De trein van Nairobi naar Mombasa – er zijn er meer die ermee gereisd hebben. Mensen die zich bezighouden met reisliteratuur vinden dat een boek tot hun categorie gerekend mag worden, als de reiziger de toeristische plaatsen mijdt en dus ook niet in groepsverband met toeristen reist, maar bij voorkeur alleen en naar onherbergzame en toeristisch oninteressante gebieden. Veel reisschrijvers gingen zelfs zover hun reisgezelschap te verzwijgen.
Hoe dan ook, in november en december 1975 maakte ik de enige reis van mijn leven die aan een groot aantal zo niet alle, criteria van een ‘reis’ voldeed. Ik was drie weken onderweg, alleen, bezocht de boorden van het Victoriameer, sprak een boze Nederlandse bisschop, verbleef enkele dagen in een leprozenkolonie en besefte achteraf pas wat voor gevaar ik had gelopen toen ik in Nairobi met drie jongens was meegegaan naar een verlaten stadspark aan de rand van de stad.
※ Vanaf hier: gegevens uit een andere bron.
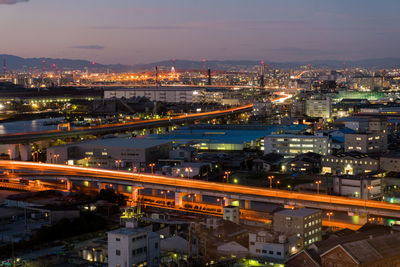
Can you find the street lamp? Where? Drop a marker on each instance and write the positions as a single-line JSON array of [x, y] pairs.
[[270, 181], [369, 190], [151, 165], [56, 157], [318, 183], [189, 170], [118, 162], [227, 176]]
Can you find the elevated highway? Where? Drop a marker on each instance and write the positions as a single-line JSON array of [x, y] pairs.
[[183, 187], [27, 137]]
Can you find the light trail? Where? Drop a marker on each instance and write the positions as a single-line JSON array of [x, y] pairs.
[[223, 189]]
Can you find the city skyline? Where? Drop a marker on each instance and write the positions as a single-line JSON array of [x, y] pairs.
[[134, 32]]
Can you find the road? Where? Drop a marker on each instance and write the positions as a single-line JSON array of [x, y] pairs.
[[204, 187], [16, 138]]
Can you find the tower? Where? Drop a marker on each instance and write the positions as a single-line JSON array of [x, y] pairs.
[[4, 65], [156, 69], [262, 74]]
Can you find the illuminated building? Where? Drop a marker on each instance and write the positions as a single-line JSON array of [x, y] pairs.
[[365, 142], [291, 145], [358, 187], [162, 94], [319, 108], [351, 163], [133, 247]]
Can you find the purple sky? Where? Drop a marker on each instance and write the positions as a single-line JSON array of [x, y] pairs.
[[135, 31]]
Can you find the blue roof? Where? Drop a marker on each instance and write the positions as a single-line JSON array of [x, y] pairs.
[[233, 135]]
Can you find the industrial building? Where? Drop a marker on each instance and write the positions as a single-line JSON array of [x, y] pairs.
[[162, 94], [133, 247], [304, 222], [111, 152]]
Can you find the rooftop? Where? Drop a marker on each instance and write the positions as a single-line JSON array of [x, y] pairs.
[[298, 212], [126, 142]]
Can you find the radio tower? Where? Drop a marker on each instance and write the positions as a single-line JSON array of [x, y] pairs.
[[262, 74], [4, 65], [173, 70]]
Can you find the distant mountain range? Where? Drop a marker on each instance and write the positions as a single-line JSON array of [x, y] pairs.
[[19, 63]]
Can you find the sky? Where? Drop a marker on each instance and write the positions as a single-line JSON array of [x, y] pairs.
[[136, 31]]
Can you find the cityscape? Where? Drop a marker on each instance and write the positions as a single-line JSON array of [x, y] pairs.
[[221, 133]]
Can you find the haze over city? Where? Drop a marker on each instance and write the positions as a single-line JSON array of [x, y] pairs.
[[171, 133], [132, 32]]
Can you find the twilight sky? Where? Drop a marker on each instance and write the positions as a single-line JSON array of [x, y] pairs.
[[142, 31]]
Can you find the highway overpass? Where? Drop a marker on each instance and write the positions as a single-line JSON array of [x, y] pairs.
[[182, 187], [17, 138]]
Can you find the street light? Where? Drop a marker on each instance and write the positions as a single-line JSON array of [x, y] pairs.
[[56, 157], [118, 162], [227, 176], [369, 190], [318, 183], [151, 165], [270, 181], [188, 170]]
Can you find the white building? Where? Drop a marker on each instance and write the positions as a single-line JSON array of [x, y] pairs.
[[365, 142], [133, 247], [264, 244], [319, 108], [162, 94], [357, 187], [305, 223], [111, 152], [292, 145]]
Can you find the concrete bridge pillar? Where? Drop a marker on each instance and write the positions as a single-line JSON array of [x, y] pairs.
[[198, 198], [247, 204], [69, 185], [179, 199], [25, 152], [227, 201], [154, 192], [135, 194]]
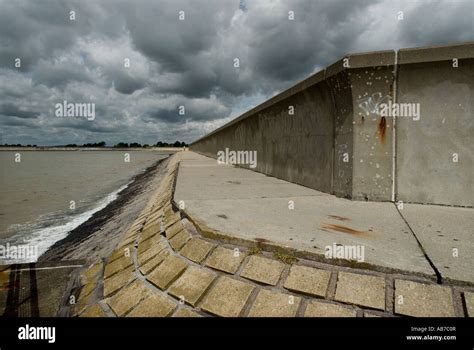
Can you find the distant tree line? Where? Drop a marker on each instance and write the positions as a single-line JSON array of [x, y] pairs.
[[103, 144], [17, 145]]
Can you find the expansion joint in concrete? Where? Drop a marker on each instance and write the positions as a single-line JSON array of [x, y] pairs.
[[439, 278]]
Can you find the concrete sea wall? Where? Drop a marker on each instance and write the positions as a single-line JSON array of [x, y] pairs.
[[330, 132]]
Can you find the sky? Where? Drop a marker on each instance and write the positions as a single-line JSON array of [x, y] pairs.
[[139, 61]]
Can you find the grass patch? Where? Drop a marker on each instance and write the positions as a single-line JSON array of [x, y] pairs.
[[286, 258], [254, 250]]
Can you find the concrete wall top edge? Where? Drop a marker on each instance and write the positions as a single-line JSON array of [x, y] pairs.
[[436, 53], [362, 60]]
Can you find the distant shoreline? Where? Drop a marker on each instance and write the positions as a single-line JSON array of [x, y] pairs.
[[97, 237], [155, 149]]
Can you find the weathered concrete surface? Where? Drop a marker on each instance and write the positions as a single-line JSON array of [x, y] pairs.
[[421, 300], [447, 237], [228, 281], [426, 172], [337, 141], [220, 202]]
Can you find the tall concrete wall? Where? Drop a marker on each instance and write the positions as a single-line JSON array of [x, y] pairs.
[[427, 171], [338, 142]]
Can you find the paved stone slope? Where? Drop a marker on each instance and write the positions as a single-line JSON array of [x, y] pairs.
[[164, 267]]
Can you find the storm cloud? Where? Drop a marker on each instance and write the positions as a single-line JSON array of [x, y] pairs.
[[142, 62]]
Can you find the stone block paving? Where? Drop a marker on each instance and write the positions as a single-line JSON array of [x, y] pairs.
[[161, 269]]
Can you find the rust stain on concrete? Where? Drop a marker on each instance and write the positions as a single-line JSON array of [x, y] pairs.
[[344, 229], [337, 217]]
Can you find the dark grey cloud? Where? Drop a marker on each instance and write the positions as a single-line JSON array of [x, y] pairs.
[[188, 63]]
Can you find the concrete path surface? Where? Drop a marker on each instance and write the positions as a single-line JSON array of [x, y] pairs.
[[249, 206], [168, 263]]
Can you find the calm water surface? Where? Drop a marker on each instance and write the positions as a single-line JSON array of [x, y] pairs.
[[36, 193]]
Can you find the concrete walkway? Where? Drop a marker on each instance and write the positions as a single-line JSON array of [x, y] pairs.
[[243, 206], [169, 263]]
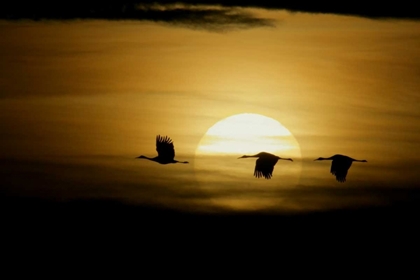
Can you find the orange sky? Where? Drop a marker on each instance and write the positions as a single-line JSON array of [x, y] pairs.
[[81, 99]]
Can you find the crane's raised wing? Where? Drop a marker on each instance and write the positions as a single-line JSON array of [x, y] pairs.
[[264, 168], [165, 147], [339, 168]]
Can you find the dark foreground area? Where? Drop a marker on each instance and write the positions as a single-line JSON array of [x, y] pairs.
[[69, 236], [74, 232], [83, 219]]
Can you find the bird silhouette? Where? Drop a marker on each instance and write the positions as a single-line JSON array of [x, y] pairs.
[[166, 151], [340, 165], [264, 165]]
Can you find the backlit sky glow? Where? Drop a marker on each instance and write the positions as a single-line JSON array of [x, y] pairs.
[[79, 100]]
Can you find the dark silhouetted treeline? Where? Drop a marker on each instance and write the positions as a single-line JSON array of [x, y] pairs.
[[113, 9]]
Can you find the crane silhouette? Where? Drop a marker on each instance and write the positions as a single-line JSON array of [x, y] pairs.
[[264, 165], [166, 151], [340, 165]]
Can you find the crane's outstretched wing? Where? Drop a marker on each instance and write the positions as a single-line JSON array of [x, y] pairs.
[[340, 168], [165, 147], [264, 168]]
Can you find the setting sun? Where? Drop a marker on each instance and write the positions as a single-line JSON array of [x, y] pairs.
[[218, 168], [247, 133]]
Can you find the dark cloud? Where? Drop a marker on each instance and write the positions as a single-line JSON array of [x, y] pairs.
[[211, 14], [213, 18]]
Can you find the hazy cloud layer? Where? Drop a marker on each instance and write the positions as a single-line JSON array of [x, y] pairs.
[[213, 18], [213, 15]]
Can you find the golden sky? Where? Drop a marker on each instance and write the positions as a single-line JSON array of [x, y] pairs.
[[79, 100]]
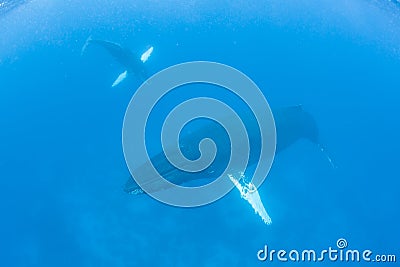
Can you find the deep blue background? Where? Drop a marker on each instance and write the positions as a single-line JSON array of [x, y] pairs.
[[61, 162]]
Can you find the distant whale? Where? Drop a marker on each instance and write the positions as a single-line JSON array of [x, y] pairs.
[[132, 63], [292, 124]]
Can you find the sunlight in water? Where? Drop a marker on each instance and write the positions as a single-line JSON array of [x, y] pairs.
[[249, 192]]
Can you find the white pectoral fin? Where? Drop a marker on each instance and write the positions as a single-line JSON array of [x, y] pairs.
[[249, 192], [120, 78], [145, 56]]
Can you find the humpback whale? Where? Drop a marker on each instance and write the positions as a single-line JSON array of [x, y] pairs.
[[132, 63], [292, 124]]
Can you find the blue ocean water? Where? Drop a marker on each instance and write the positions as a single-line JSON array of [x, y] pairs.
[[62, 169]]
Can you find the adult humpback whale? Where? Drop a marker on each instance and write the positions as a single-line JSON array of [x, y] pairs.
[[292, 124], [132, 63]]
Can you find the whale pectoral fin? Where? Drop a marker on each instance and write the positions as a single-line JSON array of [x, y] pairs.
[[120, 78]]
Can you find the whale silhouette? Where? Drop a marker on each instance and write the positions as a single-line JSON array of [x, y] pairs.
[[132, 63], [292, 124]]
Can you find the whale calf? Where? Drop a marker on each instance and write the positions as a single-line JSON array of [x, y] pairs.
[[133, 64]]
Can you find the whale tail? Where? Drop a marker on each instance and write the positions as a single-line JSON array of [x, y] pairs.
[[88, 40]]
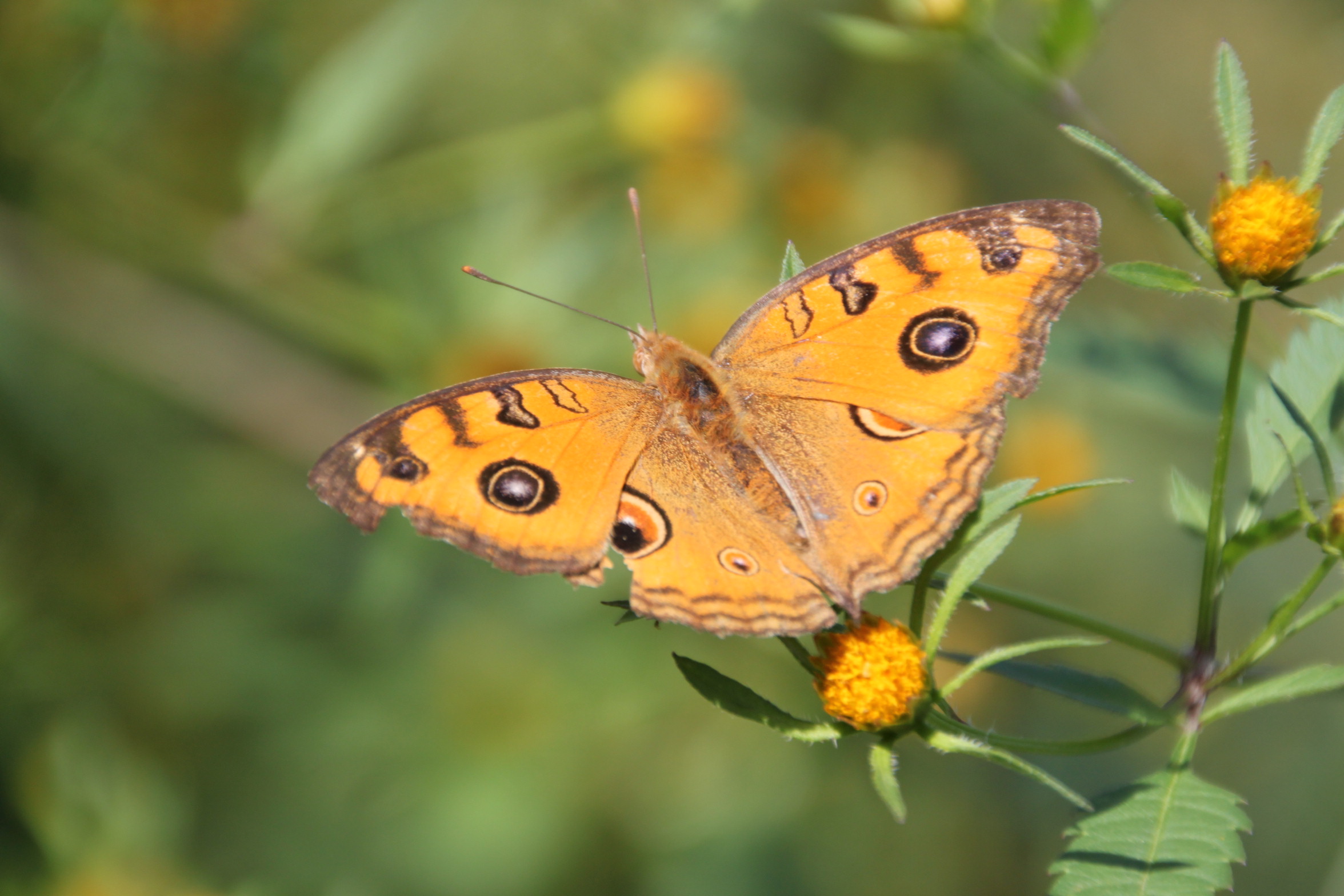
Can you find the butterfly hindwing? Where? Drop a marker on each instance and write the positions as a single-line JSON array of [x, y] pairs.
[[525, 469]]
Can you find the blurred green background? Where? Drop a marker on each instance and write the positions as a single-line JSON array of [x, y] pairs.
[[230, 230]]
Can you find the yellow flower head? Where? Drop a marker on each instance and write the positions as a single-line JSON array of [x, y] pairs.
[[871, 675], [1264, 229]]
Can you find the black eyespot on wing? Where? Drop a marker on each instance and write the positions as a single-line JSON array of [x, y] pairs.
[[518, 487], [937, 340], [855, 293], [642, 527], [409, 469], [511, 409]]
Maar ik verbleef ook aan het zwembad in een zeer toeristisch oord bij Mombasa, daarna vloog ik door naar Ethiopië waar net een staatsgreep had plaatsgevonden en waar toeristen angstvallig wegbleven, ik zag er de ratten op de mercato en kocht een koffer vol priesterkruisen. Ook die trip kon je dus niet echt toeristisch noemen. Het enige dat nog ontbrak: een boek, dat heb ik er niet over geschreven. Dat had er misschien wel in gezeten, maar ik beperkte me tot een paar verhalen voor de krant en dat was dat.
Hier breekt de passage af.